Ailingen im Linzgau

Zwei urkundliche Ersterwähnungen

Joachim Frick |

Karl der Große bleibt ein chronologischer Fixstern, besonders seit den Feierlichkeiten rund um das Karlsjahr 2014, aber auch für die Feierlichkeiten des Ailinger Ortsjubiläums, denn es sind nach 1250 Jahren immer noch seine Regierungsjahre, die den Herausgeber der St. Galler Urkunden und den Ailinger Ortschaftsrat in Bedrängnis bringen und die Wogen hoch gehen lassen.

Dr.
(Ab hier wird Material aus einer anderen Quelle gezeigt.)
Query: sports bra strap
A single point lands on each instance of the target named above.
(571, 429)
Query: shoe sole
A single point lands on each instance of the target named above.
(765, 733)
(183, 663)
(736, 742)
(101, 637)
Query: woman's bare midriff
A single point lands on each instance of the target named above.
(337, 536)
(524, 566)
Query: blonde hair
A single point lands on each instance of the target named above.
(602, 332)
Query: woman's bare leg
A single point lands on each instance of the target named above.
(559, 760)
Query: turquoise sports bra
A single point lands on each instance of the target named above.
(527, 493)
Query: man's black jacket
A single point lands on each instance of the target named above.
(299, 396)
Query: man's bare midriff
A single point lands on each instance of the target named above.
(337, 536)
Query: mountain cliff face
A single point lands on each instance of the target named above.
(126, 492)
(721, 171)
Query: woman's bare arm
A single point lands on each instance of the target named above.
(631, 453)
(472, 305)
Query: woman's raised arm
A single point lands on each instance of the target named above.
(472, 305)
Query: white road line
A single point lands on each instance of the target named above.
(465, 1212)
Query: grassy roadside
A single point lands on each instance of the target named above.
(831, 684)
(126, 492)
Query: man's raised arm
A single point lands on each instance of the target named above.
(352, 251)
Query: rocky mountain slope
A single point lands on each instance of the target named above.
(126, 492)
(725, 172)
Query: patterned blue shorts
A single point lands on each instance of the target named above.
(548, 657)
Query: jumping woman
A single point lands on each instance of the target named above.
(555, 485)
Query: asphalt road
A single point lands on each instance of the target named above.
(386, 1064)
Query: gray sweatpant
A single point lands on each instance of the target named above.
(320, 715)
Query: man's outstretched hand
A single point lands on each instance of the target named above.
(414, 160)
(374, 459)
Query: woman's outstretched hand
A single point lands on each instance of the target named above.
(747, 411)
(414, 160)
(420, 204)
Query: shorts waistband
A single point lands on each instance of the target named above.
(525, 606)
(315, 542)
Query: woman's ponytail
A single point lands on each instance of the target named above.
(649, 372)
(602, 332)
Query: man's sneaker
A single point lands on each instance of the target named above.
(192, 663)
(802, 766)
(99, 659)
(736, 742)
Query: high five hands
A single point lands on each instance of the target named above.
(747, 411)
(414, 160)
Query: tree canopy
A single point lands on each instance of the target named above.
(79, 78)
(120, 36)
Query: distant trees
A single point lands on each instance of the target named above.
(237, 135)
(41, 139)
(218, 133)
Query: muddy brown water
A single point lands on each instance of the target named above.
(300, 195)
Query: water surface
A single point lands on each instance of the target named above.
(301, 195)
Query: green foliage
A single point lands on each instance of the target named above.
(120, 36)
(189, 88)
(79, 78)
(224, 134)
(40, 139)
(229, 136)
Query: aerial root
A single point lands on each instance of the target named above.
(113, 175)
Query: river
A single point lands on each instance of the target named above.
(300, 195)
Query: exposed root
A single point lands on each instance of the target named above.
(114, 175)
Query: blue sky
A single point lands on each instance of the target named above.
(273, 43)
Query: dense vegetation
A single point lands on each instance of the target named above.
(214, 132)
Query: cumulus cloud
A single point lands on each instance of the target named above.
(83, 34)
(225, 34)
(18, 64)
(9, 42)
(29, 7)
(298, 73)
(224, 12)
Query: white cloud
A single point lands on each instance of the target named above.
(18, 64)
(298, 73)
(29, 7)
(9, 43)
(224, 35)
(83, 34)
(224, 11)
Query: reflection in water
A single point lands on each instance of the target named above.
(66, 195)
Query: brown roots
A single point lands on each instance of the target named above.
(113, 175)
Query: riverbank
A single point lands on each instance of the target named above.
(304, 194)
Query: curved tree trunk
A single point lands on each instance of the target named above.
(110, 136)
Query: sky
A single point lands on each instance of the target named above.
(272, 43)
Peter Erhart, Leiter des Stiftsarchiv St.Gallen, referierte am vergangenen Dienstag im gut besetzten Nikolaussaal des Gemeindehauses Berg und kam schnell zum springenden Punkt. "Die Ursache der 1200-Jahr-Feier der Gemeinde Ailingen in diesem Jahr ist eine Urkunde, die am 20. März 771 in Ailingen ausgestellt wurde." So war in der Festschrift "1200 Jahre Ailingen" aus dem Jahr 1971 zu lesen.

Dass sich in der Zwischenzeit die Bearbeiter der St.Galler Urkunden für das "Chartularium Sangallense" entschlossen haben, sämtliche Datierungen nach den Regierungsjahren Karls des Großen nicht in die Zeit Karlmanns, sondern in die Zeit nach dessen Tod 771 zu setzen, fällt demnach das in der Ailinger Urkunde genannte dritte Jahr der Regierung Karls wohl eher ins Jahr 774 und nicht mehr ins Jahr 771. "Ich also" "Hartker clericus habe im dritten Regierungsjahr des Frankenkönigs Karl geschrieben und unterschrieben". Hartker datierte als einer der ersten Urkundenschreiber des Bodenseeraums seine Urkunden also nach Karl dem Großen.

Soweit zur Chronologie der Urkunde, deren Unsicherheiten es für Jubiläumsfeierlichkeiten nicht gerade einfacher machen.

Der Inhalt der Urkunde, ein vom Schaf hergestelltes Pergamentblatt, lässt sich in einem Satz zusammenfassen: Der Priester Hymmo, Sohn des verstorbenen Deotpert, übertrug dem Kloster St.Gallen seinen Besitz im Linzgau, genauer gesagt in Ailingen, dessen Schriftbild noch unterschiedliche Varianten produzierte, wie jene der villa Ailingas oder Helingas, die sich beide eindeutig mit Ailingen identifizieren lassen.

Der Linzgau wird in der Ailinger Urkunde erstmals schriftlich genannt. Als weitere Zentralorte neben Ailingen werden Fischbach 760-768, Bermatingen 779, Oberteuringen 786/89, Schnetzenhausen 809, Kluftern 813/14 und Manzell 816 urkundlich dieser Landschaft zugewiesen.

Eine zweite Urkunde, gar ein Königsdiplom, erstellte 875 König Ludwig der Deutsche, indem er dem Kleriker Baldinc für seine treuen Dienste im Herzogtum Alemannien, im Linzgau, genauer gesagt in Ailingen, zwei Mansen und einen halben kleinen Hof übertrug. Als die Anzahl der Urkunden aus dem Bodenseeumland im Archiv St. Gallen immer mehr wurden, entschloss man sich deshalb zur Einrichtung einer lokalen Registratur, der wir vermutlich das Überleben der Urkunden zu verdanken haben, berichtete ein sichtlich bewegter Archivar, dessen Vortrag mit großem Beifall honoriert wurde.